Software at Scale is where we discuss the technical stories behind large software applications.
Nora is the CEO and co-founder of Jeli, an incident management platform.

Nora provides an in-depth look into incident management within the software industry and discusses the incident management platform Jeli.

Nora's fascination with risk and its influence on human behavior stems from her early career in hardware and her involvement with a home security company. These experiences revealed the high stakes associated with software failures, uncovering the importance of learning from incidents and fostering a blame-aware culture that prioritizes continuous improvement. In contrast to the traditional blameless approach, which seeks to eliminate blame entirely, a blame-aware culture acknowledges that mistakes happen and focuses on learning from them instead of assigning blame. This approach encourages open discussions about incidents, creating a sense of safety and driving superior long-term outcomes.

We also discuss chaos engineering - the practice of deliberately creating turbulent conditions in production to simulate real-world scenarios. This approach allows teams to experiment and acquire the necessary skills to effectively respond to incidents.

Nora then introduces Jeli, an incident management platform that places a high priority on the human aspects of incidents. Unlike other platforms that solely concentrate on technology, Jeli aims to bridge the gap between technology and people. By emphasizing coordination, communication, and learning, Jeli helps organizations reduce incident costs and cultivate a healthier incident management culture.
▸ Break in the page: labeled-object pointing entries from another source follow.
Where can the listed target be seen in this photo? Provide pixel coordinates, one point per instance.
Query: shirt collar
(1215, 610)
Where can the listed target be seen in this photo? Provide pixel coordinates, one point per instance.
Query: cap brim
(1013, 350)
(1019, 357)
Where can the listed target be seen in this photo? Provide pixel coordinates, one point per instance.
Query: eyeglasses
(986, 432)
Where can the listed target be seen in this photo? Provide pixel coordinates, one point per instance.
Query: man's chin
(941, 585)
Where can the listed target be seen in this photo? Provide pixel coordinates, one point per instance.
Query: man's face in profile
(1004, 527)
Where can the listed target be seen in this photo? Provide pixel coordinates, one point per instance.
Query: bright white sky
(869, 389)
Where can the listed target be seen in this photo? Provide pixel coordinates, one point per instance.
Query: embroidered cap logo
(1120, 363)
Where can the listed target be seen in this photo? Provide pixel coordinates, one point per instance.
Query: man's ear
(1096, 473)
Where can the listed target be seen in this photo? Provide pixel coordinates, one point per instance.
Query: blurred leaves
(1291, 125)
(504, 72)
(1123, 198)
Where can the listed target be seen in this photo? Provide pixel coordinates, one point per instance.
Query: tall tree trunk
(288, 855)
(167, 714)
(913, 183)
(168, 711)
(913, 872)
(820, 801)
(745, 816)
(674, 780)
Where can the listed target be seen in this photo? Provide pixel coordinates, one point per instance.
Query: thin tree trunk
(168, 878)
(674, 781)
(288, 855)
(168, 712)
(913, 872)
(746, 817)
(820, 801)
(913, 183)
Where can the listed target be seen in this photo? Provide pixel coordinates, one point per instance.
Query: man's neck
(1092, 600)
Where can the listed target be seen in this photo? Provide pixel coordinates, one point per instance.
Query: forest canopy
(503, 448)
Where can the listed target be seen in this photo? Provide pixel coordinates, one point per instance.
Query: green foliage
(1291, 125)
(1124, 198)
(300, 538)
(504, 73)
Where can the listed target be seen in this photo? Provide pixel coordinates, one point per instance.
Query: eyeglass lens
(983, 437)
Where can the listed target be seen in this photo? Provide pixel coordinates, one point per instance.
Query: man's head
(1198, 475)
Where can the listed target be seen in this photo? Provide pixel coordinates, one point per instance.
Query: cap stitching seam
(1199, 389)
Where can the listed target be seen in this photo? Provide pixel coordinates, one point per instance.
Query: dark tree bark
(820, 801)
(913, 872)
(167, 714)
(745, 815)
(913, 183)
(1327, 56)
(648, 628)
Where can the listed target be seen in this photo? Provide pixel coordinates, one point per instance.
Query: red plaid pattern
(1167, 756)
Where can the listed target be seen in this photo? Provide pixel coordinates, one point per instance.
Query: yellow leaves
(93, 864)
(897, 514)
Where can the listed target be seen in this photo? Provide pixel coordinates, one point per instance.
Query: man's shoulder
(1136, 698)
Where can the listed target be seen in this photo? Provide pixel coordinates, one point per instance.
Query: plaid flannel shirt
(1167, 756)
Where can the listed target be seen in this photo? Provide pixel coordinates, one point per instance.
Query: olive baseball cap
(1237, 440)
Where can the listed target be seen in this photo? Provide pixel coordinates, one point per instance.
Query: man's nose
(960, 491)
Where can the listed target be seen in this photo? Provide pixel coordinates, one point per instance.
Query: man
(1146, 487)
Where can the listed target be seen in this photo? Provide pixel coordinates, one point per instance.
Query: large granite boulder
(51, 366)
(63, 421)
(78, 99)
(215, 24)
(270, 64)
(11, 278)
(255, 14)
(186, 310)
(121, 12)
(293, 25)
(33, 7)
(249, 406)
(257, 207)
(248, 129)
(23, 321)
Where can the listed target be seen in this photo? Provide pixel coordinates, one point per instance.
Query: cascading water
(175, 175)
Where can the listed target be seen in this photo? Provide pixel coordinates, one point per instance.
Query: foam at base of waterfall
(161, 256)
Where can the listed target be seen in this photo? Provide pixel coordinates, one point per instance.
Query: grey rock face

We discuss how customer expectations in the software industry have evolved over time, with users becoming increasingly intolerant of low reliability, particularly in critical services (Dan Luu has an incredible blog on the incidence of bugs in day-to-day software). This shift in priorities has compelled organizations to place greater importance on reliability and invest in incident management practices. We conclude by discussing how incident management will further evolve and how leaders can set their organizations up for success.